The author, Dr. Awad, has researched Tayeb Salih’s fiction from four directions: the direction of Sudanese literary criticism, the direction of Arab literary criticism, the direction of special criticism and the writer’s self - assessment direction. Throughout these directions, Awad had strived to justify the structural analysis approach he had adopted.

Dr. Awad asserts that the critical studies presented by Dr. Mohamed Ibrahim Alshoush were especially important in that he (Shoush) was very intimate to Salih by virtue of their being kin, had  hailed from the same village, had been academic mates during their study in Britain and had shared close mental and social perceptions. All those factors had caused Shoush’s criticism to be balanced and objective.”By those definitions, Shoush is the best critic of Salih’s works, so far,” charges Dr. Awad.

Shoush had tried to tackle symbolism in the Wedding of Zain but did not travel in a barren desert as other critics had done. He, Shoush, has taken us from the start via a correct perception of the structure of literary work. He had first looked at the unusual stir that occurred in the village when news about Zain’s marriage broke out that made of such an incident an unusual event in the village. Shoush’s answer to this was that Salih “makes of these scattered particles a special atmosphere that excites the reader and attracts him to listen more after his curiosity had been raised.”

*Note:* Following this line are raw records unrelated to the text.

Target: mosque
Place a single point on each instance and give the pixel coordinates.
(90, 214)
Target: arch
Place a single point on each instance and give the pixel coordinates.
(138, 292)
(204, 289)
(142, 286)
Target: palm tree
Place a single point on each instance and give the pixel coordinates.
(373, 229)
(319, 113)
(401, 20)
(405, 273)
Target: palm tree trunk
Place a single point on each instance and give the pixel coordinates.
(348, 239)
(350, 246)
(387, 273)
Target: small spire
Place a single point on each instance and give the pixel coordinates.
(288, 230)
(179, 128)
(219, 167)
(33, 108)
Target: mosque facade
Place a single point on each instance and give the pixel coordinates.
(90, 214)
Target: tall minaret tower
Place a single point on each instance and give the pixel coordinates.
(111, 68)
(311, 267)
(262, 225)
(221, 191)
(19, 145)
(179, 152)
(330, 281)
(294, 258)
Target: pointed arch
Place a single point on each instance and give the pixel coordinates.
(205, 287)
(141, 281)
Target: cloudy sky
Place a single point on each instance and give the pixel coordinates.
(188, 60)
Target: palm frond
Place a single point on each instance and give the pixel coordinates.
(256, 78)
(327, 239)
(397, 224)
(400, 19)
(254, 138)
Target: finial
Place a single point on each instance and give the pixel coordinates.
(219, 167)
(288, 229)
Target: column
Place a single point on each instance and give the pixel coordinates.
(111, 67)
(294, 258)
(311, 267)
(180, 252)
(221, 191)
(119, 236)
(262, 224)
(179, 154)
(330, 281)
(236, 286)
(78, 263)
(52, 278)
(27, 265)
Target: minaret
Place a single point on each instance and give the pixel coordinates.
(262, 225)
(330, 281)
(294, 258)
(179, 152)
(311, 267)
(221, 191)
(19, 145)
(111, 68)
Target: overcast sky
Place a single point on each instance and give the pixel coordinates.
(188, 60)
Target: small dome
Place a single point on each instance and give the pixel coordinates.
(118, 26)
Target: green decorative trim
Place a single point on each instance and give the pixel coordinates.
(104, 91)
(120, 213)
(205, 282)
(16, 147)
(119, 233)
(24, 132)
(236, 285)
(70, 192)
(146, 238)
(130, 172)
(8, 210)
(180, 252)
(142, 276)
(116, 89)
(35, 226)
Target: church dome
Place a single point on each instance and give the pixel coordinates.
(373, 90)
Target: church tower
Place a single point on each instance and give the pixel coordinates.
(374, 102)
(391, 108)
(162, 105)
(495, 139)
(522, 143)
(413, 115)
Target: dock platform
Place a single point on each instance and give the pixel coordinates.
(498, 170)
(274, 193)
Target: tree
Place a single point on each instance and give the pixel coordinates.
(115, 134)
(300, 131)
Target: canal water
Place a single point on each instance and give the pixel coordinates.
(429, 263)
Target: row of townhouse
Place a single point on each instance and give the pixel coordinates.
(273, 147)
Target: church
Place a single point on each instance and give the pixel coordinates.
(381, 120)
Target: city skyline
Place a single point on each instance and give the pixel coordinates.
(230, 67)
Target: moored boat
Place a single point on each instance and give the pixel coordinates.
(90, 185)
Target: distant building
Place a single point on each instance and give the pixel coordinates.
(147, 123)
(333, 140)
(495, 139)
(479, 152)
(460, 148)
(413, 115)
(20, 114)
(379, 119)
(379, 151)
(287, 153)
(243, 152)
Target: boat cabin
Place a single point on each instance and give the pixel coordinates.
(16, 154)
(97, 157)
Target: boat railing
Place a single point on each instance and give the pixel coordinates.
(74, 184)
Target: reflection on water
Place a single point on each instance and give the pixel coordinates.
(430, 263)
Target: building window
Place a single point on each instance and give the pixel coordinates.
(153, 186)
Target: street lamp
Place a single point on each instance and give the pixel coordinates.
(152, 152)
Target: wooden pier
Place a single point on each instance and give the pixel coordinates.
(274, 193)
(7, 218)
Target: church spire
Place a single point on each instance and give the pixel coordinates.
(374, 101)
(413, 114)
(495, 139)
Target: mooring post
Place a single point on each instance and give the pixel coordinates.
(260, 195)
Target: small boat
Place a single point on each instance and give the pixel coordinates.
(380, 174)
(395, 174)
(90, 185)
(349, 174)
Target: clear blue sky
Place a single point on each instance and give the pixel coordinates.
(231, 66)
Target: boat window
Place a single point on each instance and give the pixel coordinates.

Tayeb Salih was received with much attention from Arab critics, each tackling his works from his own angle. Those critics, maintains Dr. Awad, were much concerned with the content and thoughts presented by Salih’s works which they, the critics, dubbed ‘the crisis of the African human being, a case of clash of civilizations, cultures and nations and a struggle between good and evil.’ These thoughts he, the author, maintains, had distracted those critics from the artistic value of Salih’s works. ”They, the Arab critics, were preoccupied with the theoretical aspects that distracted them from the structural buildup of Salih’s works,’’ he asserts.

In the third chapter Awad adopted classification of the novel’s structures: the story of the event, the story of the character, the drama of the story, the story of the epoch, the historical story and the free story. The author used this classification as a yardstick for measuring Salih’s novel structures. He also further applied this classification to five of Salih’s novels, namely the Dom Tree of Wad Hamid, the Wedding of Zain, Season of Migration to the North, Bandar Shah, Dawwalbait and Maryood.

He drew the conclusion that “Al-Tayeb Salih had capped with this collection a cycle of his literary creation.”

The book was published in 1983 by the al-­Elm (knowledge) Library in Jeddah, Saudi Arabia.

“As we present this big work for a critic from Sudan who enriched the literary life with his works of criticism, we are well aware that we are presenting a new approach in modern Arab literary criticism in which Dr. Yousif Noor Awad is one of the early pioneers,” wrote the publishers.